Global gas demand could total 3,878 billion cubic metres (bcm) in 2020, down from 3,951 bcm last year, the consultancy forecast. Before the coronavirus outbreak, demand was expected to grow to 4,038 bcm.
“2020 will be the first year since 2009 where there will be no growth in consumption. This will be a hard blow for an industry accustomed to yearly growth rates of more than 3 per cent,” said Rystad Energy’s head of gas and power markets Carlos Torres-Diaz.
However, gas remains competitive to other sources of energy, especially in the power sector where gas use has remained relatively stable in most countries, he added.
Although gas demand in Europe has slumped, demand in the United States remains resilient, mostly as a result of increasing demand from the power sector which has compensated for a drop in other sectors.
Gas demand from the U.S. power sector has averaged 25 billion cubic feet per day (708 million cubic metre per day) over the last two weeks, in line with last year’s level.
Natural gas production is estimated at around 4,000 bcm this year based on lower investment activity in the exploration and production industry.
As storage capacity is very full, producers are expected to push volumes into the market.

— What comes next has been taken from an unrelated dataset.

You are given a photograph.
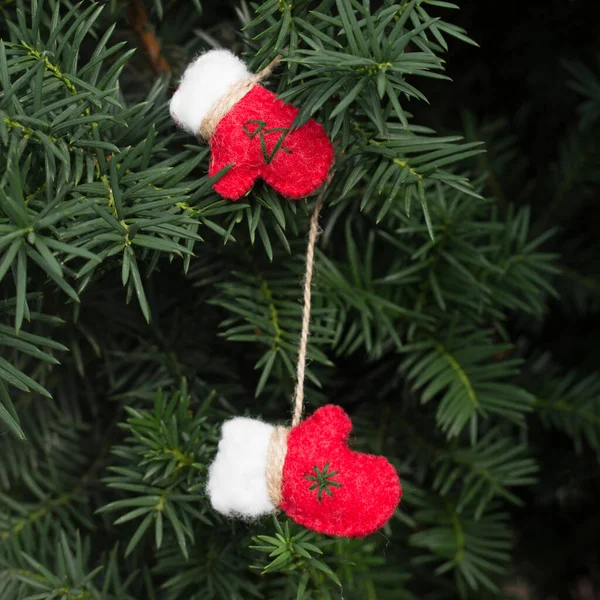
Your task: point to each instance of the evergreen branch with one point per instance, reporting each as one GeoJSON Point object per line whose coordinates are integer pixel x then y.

“This could trigger a demand response to absorb the additional volumes, but this will be very dependent on gas prices remaining competitive to coal,” the report said.
Dutch gas prices, the European benchmark, are expected to average $3.3 per million British thermal units (MMBtu) and Asian spot prices to average $3.8/MMBtu this year, below the range at which coal-to-gas switching takes place in most countries.